Submitted by the Baylor College of Medicine….
Make sure you don’t land on Santa’s naughty list for overindulging in all of your favorite holiday foods. A Baylor College of Medicine family physician says staying active is the best way to counteract holiday calories, plus he offers some more expert advice.
“On average, between Thanksgiving and New Year’s people can gain about 1 to 2 pounds,” said Dr. Irvin Sulapas, assistant professor of family and community medicine and primary care sports medicine physician at Baylor. “It doesn’t sound like a lot, but it can make a difference five years down the road.”
Sulapas offers three essential tips on how to get an early start on your New Year’s resolution and work off holiday eating.
Although the holidays may seem too busy to fit in a workout, there are ways to stay active during the season so you can enjoy holiday foods while also burning some calories.
“In many parts of the country, the weather is a lot nicer for being outdoors,” Sulapas said. “This is the time of year where there are a lot of fun runs and 5k walks. People’s kids are also home for the holidays so it’s a good time to be with family, be outdoors and get a little movement.”
If the weather is not conducive to being outdoors, Sulapas recommends finding time to visit an indoor gym for resistance training or cardio. He adds that walking through the local mall or shopping center to holiday shop is another way to burn extra calories.
“Walking is a great form of exercise,” Sulapas said. “I have patients who say their goal for exercise during the holiday is just walking for an hour-and-a-half through the mall.”
Sulapas recommends trying to fit in exercise sometime before or after you have your holiday meal.
“Enjoy the holidays with family and try to find some activities where you can all be active together,” Sulapas said. “Go walk in the park or to the mall for holiday shopping together so everyone is getting out and getting some exercise.”

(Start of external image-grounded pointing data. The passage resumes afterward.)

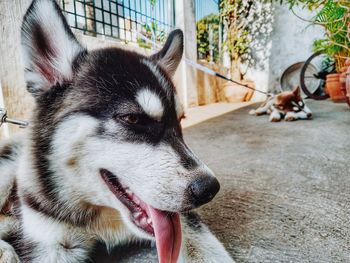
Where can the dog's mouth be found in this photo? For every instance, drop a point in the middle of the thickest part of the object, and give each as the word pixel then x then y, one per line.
pixel 164 226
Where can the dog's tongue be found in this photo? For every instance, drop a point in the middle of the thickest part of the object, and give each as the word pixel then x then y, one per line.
pixel 167 230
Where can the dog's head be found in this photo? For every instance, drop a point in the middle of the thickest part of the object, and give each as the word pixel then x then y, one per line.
pixel 107 125
pixel 291 101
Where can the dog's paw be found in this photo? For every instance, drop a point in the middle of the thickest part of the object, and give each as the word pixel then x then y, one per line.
pixel 290 118
pixel 7 253
pixel 252 112
pixel 275 119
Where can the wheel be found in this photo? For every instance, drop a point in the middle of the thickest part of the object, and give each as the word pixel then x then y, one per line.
pixel 313 75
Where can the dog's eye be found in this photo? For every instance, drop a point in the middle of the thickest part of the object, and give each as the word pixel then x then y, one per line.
pixel 130 119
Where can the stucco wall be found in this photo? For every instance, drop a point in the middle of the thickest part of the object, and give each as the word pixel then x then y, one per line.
pixel 290 42
pixel 17 102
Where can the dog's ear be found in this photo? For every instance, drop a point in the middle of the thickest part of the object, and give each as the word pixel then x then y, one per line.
pixel 49 47
pixel 170 55
pixel 297 91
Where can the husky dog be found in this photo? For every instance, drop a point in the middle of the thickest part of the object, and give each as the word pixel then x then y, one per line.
pixel 288 105
pixel 104 158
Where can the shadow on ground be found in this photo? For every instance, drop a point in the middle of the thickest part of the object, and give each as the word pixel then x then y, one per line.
pixel 284 186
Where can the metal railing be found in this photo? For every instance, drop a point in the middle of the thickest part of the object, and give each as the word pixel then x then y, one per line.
pixel 121 19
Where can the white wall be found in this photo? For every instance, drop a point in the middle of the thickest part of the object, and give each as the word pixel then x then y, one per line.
pixel 290 42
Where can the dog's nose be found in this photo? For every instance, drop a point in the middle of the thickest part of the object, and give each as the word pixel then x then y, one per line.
pixel 203 189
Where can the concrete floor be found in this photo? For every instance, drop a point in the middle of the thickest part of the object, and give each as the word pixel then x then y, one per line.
pixel 285 187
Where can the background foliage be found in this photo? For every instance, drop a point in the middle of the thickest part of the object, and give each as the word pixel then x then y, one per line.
pixel 207 41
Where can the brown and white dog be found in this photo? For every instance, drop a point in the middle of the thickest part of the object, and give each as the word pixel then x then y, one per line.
pixel 104 158
pixel 287 105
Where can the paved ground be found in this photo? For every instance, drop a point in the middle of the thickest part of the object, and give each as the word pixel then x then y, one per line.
pixel 285 193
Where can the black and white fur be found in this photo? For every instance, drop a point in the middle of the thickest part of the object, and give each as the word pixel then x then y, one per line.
pixel 287 105
pixel 106 109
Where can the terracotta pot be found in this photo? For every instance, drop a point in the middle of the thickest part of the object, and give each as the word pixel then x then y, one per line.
pixel 334 87
pixel 347 86
pixel 345 80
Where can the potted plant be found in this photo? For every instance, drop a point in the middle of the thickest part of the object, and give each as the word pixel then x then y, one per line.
pixel 243 22
pixel 334 17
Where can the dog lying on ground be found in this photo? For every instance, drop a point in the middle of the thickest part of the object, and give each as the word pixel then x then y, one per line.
pixel 288 105
pixel 104 158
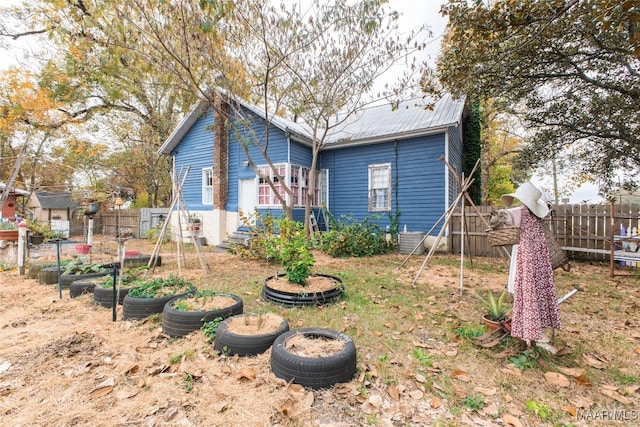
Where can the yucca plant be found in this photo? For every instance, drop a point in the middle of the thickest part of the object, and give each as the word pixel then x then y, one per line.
pixel 496 308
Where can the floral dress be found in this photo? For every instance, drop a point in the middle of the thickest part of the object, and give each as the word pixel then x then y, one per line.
pixel 535 303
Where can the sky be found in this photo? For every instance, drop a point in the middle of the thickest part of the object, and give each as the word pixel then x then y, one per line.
pixel 413 14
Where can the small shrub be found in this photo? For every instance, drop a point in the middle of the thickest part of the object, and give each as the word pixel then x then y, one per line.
pixel 350 238
pixel 159 287
pixel 209 328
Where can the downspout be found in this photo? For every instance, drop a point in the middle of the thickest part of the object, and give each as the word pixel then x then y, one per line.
pixel 396 184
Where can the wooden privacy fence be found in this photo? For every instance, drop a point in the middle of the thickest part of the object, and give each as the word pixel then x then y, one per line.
pixel 583 230
pixel 133 221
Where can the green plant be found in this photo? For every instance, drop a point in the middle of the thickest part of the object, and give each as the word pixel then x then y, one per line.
pixel 474 402
pixel 540 409
pixel 209 328
pixel 78 266
pixel 159 287
pixel 496 308
pixel 8 225
pixel 292 249
pixel 526 360
pixel 424 359
pixel 351 238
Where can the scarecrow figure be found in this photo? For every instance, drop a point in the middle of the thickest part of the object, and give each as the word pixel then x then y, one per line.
pixel 531 279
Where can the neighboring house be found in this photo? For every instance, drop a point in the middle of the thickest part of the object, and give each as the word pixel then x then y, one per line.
pixel 380 161
pixel 8 208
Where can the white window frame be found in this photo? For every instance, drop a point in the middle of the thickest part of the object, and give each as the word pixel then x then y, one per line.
pixel 207 186
pixel 298 182
pixel 380 189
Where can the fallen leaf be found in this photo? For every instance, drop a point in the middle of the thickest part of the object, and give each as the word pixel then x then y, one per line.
pixel 581 402
pixel 286 407
pixel 593 362
pixel 572 372
pixel 126 394
pixel 416 394
pixel 582 380
pixel 435 402
pixel 615 396
pixel 5 366
pixel 486 391
pixel 460 374
pixel 514 372
pixel 393 392
pixel 246 373
pixel 103 388
pixel 511 420
pixel 491 410
pixel 556 378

You do not have to miss out on all your favorite foods to avoid gaining weight during the holidays, Sulapas said. He recommends portion control all year around, even during the holidays so you can enjoy your meals without the guilt.
“Holiday foods are delicious but things that you can do when you have a holiday turkey, for example, is to try to eat a serving of turkey breast instead of dark meat or just pair it with small portion of dark meat, which will save you some calories,” Sulapas said. “The most important thing is to eat everything in moderation.”

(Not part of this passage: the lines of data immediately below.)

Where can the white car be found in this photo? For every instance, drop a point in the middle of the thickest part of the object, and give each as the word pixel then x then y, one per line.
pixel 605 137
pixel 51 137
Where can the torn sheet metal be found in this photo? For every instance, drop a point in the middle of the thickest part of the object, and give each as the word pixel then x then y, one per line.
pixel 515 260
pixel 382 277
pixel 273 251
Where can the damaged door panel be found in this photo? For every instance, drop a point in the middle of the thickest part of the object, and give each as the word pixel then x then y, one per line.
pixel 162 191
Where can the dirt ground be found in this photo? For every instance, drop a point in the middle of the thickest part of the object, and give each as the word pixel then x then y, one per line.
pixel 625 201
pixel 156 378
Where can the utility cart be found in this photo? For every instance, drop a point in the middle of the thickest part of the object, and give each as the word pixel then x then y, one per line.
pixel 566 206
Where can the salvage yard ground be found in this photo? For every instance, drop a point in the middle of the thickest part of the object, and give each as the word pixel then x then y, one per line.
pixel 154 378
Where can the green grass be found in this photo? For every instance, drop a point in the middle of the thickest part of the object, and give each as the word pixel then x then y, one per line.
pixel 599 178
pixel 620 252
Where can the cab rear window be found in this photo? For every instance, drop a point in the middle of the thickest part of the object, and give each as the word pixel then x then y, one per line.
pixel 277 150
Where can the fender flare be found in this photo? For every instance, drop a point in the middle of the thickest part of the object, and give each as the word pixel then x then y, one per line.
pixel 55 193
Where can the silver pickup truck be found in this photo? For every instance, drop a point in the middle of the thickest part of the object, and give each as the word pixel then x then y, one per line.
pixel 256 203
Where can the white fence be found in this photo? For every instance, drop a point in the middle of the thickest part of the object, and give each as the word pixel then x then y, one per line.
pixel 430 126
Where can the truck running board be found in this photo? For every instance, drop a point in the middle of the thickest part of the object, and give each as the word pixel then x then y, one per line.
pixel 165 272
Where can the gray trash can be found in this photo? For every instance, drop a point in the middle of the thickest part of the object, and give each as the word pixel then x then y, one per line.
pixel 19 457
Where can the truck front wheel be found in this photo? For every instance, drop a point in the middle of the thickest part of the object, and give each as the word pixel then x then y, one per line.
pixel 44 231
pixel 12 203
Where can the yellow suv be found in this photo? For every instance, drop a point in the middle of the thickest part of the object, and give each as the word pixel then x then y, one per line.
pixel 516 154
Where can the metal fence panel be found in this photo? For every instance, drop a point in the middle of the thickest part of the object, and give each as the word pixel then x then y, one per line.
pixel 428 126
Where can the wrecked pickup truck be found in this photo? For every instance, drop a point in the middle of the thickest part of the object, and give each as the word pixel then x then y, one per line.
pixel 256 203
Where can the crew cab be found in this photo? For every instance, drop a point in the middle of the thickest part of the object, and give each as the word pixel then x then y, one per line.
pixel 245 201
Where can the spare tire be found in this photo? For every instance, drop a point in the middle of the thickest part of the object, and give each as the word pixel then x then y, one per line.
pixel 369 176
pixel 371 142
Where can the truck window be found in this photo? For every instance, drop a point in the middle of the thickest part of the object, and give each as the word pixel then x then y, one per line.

If your portions are going to be bigger than normal during the holidays, Sulapas said the key is to stay active through any kind of exercise.

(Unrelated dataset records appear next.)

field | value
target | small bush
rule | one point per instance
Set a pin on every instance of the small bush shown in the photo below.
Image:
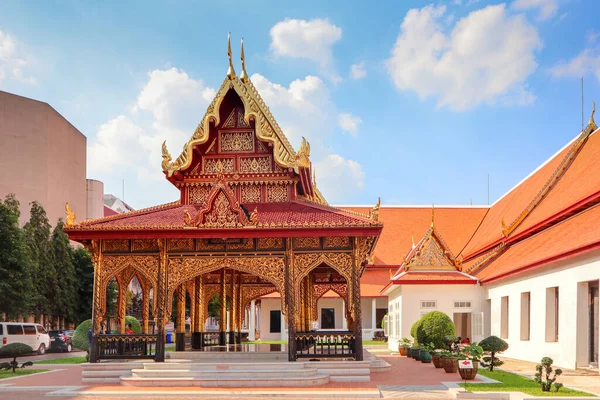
(80, 336)
(15, 350)
(545, 368)
(492, 345)
(433, 327)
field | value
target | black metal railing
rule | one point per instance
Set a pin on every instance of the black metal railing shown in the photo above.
(210, 339)
(332, 344)
(137, 346)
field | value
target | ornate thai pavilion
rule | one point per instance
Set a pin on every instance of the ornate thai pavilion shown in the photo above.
(250, 221)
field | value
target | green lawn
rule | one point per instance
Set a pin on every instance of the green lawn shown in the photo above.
(64, 360)
(20, 372)
(516, 383)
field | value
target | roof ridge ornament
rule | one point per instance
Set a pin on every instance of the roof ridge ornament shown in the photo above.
(230, 70)
(244, 76)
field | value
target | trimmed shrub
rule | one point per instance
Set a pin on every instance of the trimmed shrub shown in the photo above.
(413, 330)
(15, 350)
(80, 336)
(492, 345)
(433, 327)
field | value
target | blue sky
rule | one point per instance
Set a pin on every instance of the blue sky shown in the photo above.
(442, 93)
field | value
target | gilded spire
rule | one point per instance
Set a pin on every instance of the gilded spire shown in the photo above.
(230, 71)
(244, 75)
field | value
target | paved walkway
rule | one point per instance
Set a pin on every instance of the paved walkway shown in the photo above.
(407, 379)
(584, 380)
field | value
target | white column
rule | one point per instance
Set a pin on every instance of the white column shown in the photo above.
(252, 325)
(373, 314)
(344, 321)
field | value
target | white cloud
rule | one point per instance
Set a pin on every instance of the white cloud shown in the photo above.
(305, 39)
(586, 62)
(12, 60)
(305, 109)
(546, 8)
(358, 71)
(484, 59)
(169, 107)
(349, 122)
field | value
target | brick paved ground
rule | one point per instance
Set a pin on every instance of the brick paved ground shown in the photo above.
(584, 380)
(423, 378)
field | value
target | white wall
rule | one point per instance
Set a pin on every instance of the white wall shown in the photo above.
(570, 277)
(406, 304)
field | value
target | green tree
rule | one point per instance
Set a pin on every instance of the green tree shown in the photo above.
(84, 284)
(15, 278)
(64, 306)
(44, 277)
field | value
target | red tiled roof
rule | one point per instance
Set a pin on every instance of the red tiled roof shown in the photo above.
(433, 278)
(576, 234)
(401, 224)
(298, 214)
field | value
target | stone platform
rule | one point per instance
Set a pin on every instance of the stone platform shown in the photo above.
(233, 369)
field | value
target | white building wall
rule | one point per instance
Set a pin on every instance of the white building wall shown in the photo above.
(406, 304)
(571, 277)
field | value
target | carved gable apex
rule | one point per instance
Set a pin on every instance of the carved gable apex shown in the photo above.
(254, 107)
(220, 210)
(431, 253)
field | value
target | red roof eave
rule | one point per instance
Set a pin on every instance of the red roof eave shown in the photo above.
(250, 232)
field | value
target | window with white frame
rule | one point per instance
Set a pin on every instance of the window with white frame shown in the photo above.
(462, 304)
(428, 304)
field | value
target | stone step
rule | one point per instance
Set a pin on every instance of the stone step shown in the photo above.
(300, 381)
(208, 366)
(223, 374)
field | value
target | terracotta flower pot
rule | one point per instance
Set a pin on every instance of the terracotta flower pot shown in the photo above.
(450, 365)
(469, 374)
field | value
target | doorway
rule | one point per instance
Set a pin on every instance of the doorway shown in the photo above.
(327, 318)
(275, 321)
(593, 318)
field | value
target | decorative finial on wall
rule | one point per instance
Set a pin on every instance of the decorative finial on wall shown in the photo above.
(230, 71)
(244, 76)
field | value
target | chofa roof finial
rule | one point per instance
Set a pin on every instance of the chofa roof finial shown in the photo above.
(244, 76)
(230, 71)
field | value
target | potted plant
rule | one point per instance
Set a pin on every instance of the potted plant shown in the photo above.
(450, 362)
(474, 353)
(426, 351)
(403, 346)
(436, 358)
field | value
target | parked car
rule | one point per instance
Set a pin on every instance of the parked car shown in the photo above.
(61, 340)
(31, 334)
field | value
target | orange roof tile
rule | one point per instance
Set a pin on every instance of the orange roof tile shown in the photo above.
(433, 278)
(570, 236)
(401, 224)
(512, 204)
(574, 186)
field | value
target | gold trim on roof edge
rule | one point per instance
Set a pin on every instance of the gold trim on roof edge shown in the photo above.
(267, 129)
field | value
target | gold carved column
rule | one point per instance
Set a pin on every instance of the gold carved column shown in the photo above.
(223, 314)
(199, 317)
(180, 323)
(290, 298)
(161, 295)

It’s just as important to stay consistent and motivated when it comes to exercise and being healthy throughout the year. Sulapas recommends regular exercise and eating everything in moderation before and after the holidays as well.
When it comes to New Year’s resolutions, Sulapas recommends aiming for shorter, smaller health and exercise goals.
“Consistency and staying motivated are always big factors,” Sulapas said. “What I usually recommend when someone is trying to lose weight is aim for shorter goals like aiming to lose 1 pound versus 5 to 10 pounds per week. If you aim for 1 to 2 pounds a week, I have seen people lose 20 to 30 pounds in a span of six months.”